Google “Lida Machine” and you’ll find info on Yellowcake’s new filter stompbox—and the supposed Soviet-era gizmo that inspired its name. I say “supposed” because this information appears chiefly on sketchy conspiracy theory sites. They tell of a sound-generation machine used for psychological manipulation. One source says it emitted ultra-low frequencies that lulled the unwitting listener into a relaxed, pliable state. Another says it dispensed ultra-high frequencies that so agitated victims that they’d promptly spill their guts to the KGB. Maybe it performed both functions!
Its namesake pedal certainly does. The latter-day Lida Machine can produce slow, dreamy sweeps or nasty, distorted oscillation. Sometimes it sounds harsh, and sometimes it’s drop-dead beautiful.
Simpler Than It Seems
The Lida Machine has all the hallmarks of a mad scientist pedal: An oversized enclosure (approximately 5.5" x 4.5" x 1.5"). An imposing assortment of knobs and switches (eight and four each, respectively). Obscure graphics with small, hard-to-read labels. Cryptic extra input jacks. You get the idea.

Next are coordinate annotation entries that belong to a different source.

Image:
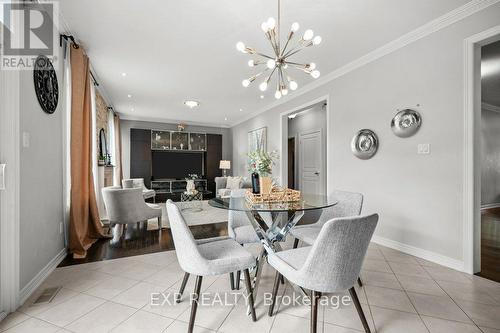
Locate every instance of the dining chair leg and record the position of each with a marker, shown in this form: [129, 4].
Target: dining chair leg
[361, 314]
[194, 303]
[183, 286]
[231, 280]
[275, 292]
[314, 310]
[248, 284]
[237, 284]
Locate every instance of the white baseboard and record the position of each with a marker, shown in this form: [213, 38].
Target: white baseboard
[489, 206]
[421, 253]
[30, 288]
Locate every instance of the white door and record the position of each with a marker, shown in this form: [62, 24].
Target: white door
[311, 160]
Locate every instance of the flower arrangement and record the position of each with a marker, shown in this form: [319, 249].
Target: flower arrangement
[261, 162]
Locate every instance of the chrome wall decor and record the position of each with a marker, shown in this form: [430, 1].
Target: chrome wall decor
[406, 123]
[364, 144]
[279, 61]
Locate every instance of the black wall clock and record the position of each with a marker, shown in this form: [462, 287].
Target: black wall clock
[46, 87]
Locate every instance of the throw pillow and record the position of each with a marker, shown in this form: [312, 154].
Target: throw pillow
[233, 183]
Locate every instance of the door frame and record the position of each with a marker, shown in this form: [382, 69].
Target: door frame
[9, 198]
[284, 140]
[471, 144]
[322, 144]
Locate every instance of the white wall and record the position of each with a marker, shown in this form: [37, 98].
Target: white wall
[126, 125]
[418, 197]
[490, 157]
[41, 188]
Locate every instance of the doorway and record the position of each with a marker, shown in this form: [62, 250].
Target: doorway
[307, 149]
[489, 161]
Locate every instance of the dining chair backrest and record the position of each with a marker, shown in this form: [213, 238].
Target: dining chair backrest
[190, 259]
[349, 204]
[335, 259]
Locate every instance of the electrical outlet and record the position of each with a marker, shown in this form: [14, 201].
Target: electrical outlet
[26, 139]
[424, 148]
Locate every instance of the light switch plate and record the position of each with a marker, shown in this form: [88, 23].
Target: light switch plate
[2, 176]
[424, 148]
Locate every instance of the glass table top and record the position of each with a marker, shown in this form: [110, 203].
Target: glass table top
[306, 202]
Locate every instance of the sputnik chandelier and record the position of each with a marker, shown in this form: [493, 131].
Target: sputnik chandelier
[279, 63]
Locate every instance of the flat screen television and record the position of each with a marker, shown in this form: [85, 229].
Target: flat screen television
[176, 165]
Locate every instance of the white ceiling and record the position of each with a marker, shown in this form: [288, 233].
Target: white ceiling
[178, 50]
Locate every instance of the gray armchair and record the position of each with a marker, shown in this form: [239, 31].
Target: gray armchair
[349, 204]
[214, 257]
[126, 206]
[222, 191]
[331, 264]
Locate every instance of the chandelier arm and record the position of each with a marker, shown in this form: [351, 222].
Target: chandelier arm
[290, 35]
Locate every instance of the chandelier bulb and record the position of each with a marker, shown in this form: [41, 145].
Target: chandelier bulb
[265, 27]
[317, 40]
[240, 46]
[271, 23]
[308, 34]
[315, 74]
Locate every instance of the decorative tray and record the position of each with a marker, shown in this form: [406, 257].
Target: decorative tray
[276, 195]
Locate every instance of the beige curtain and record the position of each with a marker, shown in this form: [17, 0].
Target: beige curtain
[85, 227]
[118, 151]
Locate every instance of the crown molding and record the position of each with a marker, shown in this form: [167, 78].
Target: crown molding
[171, 121]
[490, 107]
[425, 30]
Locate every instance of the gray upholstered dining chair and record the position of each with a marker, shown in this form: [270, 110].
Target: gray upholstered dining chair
[349, 204]
[240, 229]
[331, 264]
[205, 259]
[126, 206]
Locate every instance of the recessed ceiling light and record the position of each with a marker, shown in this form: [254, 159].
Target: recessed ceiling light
[191, 104]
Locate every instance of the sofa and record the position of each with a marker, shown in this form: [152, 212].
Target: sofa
[224, 185]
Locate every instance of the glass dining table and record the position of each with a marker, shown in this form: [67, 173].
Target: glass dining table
[272, 221]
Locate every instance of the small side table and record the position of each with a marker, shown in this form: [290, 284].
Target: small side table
[192, 202]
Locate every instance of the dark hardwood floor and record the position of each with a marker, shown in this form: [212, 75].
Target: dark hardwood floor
[139, 241]
[490, 244]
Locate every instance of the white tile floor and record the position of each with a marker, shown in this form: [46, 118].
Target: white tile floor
[401, 294]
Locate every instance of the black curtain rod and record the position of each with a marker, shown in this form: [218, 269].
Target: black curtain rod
[76, 46]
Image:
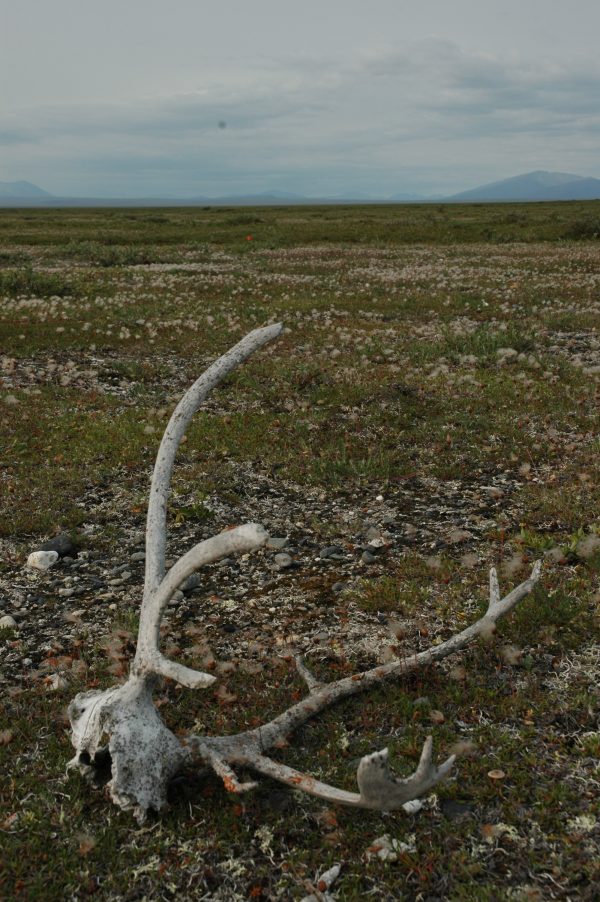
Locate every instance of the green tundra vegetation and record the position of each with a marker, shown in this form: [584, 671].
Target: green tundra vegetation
[434, 398]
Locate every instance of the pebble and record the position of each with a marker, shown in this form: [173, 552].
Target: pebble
[283, 561]
[192, 582]
[587, 547]
[275, 543]
[176, 598]
[42, 560]
[62, 544]
[336, 552]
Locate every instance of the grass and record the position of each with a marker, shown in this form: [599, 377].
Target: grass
[389, 381]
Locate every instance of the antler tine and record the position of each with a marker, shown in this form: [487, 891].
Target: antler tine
[379, 789]
[148, 657]
[158, 588]
[183, 413]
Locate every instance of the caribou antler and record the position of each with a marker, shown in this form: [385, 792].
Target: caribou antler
[145, 755]
[379, 788]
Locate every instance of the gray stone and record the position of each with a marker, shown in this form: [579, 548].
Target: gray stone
[42, 560]
[275, 543]
[62, 544]
[192, 582]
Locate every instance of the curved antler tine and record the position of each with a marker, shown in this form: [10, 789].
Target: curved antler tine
[425, 759]
[379, 788]
[159, 491]
[494, 588]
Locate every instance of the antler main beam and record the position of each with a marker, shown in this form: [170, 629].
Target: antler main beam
[379, 788]
[145, 755]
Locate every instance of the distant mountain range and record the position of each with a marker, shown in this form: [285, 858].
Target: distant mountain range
[21, 191]
[538, 185]
[532, 186]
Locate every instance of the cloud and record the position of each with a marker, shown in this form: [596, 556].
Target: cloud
[430, 113]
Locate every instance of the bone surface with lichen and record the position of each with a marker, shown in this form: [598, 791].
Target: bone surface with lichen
[122, 724]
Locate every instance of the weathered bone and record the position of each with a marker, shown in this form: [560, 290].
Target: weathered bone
[123, 723]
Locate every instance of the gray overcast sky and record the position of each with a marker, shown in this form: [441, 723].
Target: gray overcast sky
[145, 97]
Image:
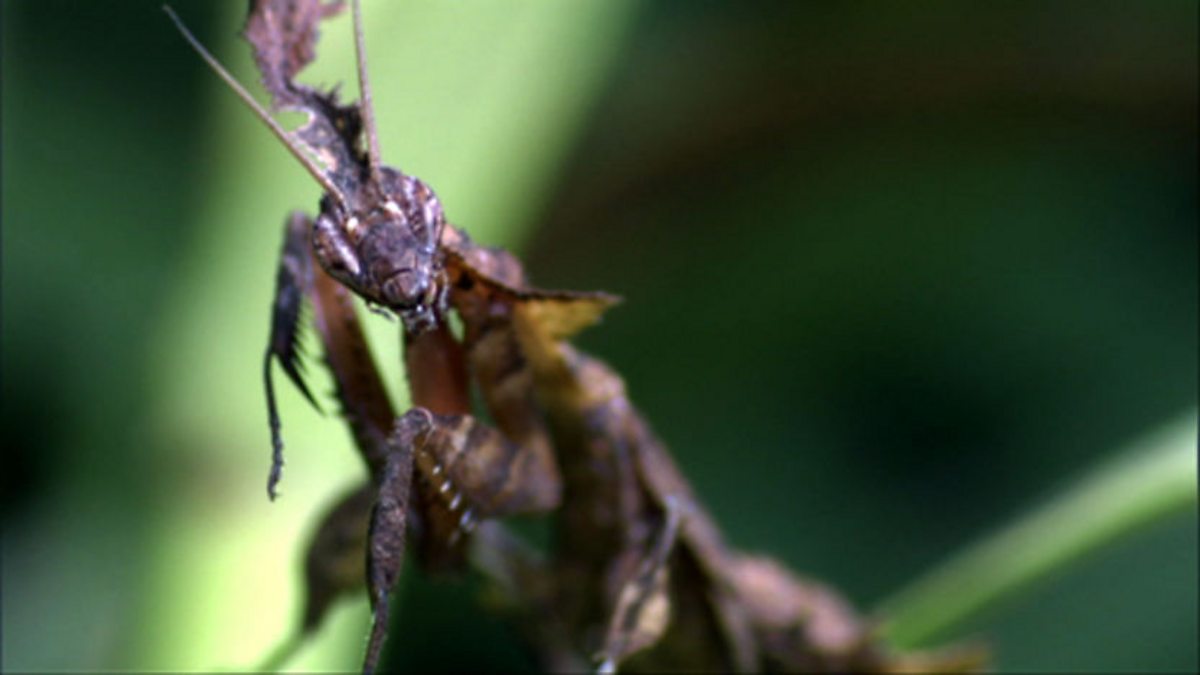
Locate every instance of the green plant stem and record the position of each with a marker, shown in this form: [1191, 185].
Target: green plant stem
[1151, 479]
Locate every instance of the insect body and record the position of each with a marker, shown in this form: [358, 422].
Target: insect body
[639, 574]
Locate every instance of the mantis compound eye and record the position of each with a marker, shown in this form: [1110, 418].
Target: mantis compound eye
[334, 252]
[405, 288]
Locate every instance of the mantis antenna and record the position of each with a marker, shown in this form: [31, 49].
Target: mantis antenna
[262, 114]
[367, 108]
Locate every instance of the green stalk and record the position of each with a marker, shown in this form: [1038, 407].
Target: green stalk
[1151, 479]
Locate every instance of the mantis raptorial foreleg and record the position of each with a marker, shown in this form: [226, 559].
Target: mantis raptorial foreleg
[463, 470]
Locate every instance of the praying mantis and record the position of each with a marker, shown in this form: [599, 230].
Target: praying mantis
[639, 574]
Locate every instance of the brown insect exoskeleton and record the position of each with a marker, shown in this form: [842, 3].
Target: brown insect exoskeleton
[382, 234]
[639, 574]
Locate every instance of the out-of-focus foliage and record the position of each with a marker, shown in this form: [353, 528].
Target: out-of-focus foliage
[893, 274]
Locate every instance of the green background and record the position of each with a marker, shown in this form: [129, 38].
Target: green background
[893, 275]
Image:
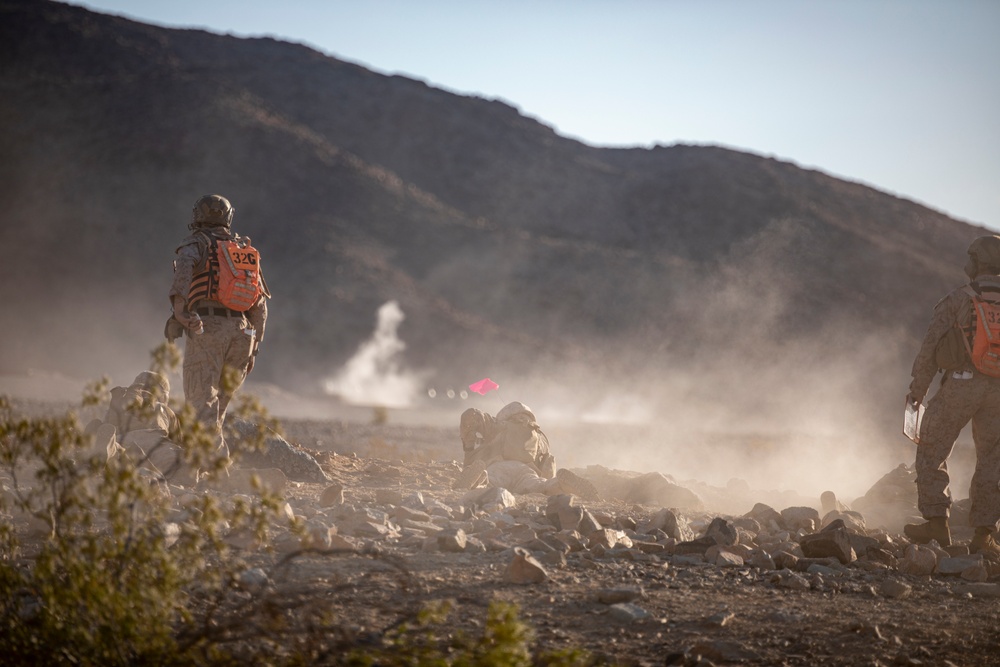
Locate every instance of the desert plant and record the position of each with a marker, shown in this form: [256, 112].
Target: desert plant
[116, 572]
[102, 562]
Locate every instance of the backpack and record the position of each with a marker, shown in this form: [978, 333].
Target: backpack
[985, 348]
[233, 276]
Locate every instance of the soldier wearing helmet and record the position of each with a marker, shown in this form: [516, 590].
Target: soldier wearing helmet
[965, 394]
[220, 340]
[512, 452]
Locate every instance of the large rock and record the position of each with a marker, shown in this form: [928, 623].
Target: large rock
[835, 543]
[297, 464]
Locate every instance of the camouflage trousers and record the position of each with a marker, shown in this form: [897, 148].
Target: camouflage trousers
[208, 387]
[957, 402]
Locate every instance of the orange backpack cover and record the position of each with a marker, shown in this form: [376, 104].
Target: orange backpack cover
[239, 284]
[985, 351]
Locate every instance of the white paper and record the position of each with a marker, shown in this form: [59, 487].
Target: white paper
[913, 415]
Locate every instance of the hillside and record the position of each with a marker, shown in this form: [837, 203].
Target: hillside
[710, 288]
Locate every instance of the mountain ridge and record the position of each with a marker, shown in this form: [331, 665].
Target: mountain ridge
[508, 247]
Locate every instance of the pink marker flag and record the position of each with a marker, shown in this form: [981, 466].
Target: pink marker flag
[483, 386]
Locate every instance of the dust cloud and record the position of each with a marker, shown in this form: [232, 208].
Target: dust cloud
[376, 375]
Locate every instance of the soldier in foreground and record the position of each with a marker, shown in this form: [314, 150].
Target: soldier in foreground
[512, 452]
[963, 339]
[219, 298]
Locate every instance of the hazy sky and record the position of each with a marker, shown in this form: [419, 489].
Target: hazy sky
[903, 95]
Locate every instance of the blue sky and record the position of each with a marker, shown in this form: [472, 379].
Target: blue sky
[903, 95]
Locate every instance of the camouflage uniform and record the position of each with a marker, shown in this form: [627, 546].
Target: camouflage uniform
[964, 394]
[514, 453]
[230, 338]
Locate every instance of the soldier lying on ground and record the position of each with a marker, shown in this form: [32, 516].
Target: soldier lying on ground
[512, 452]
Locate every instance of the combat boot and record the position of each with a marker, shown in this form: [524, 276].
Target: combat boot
[936, 528]
[472, 477]
[983, 543]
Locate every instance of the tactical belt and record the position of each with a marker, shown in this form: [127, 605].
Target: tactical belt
[218, 312]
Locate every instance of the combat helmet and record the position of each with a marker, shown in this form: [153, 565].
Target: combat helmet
[984, 256]
[212, 211]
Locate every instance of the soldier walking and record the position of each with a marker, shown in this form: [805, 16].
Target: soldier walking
[963, 329]
[219, 297]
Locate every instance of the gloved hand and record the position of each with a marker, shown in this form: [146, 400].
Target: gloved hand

But if a mad scientist created this dual-LFO filter pedal, it was a benevolent mad scientist—more like Dr. Emmett Brown in Back to the Future than Dr. Moreau. Once you find your bearings, Lida Machine is reasonably user-friendly, and far simpler than it seems at first glance. At heart, it’s a simple LFO filter, with the usual rate, depth, frequency, and feedback controls. But it’s not a MuTron-style envelope follower.
It doesn’t react to your playing dynamics. The filter frequency simply sweeps back and forth according to the LFO rate setting. Nor are there multiple filter types: just your basic resonant low-pass filter with smooth, triangle-wave modulation. There’s also a master volume control, a wet/dry mix knob, and a switch that toggles between slow and fast rate ranges.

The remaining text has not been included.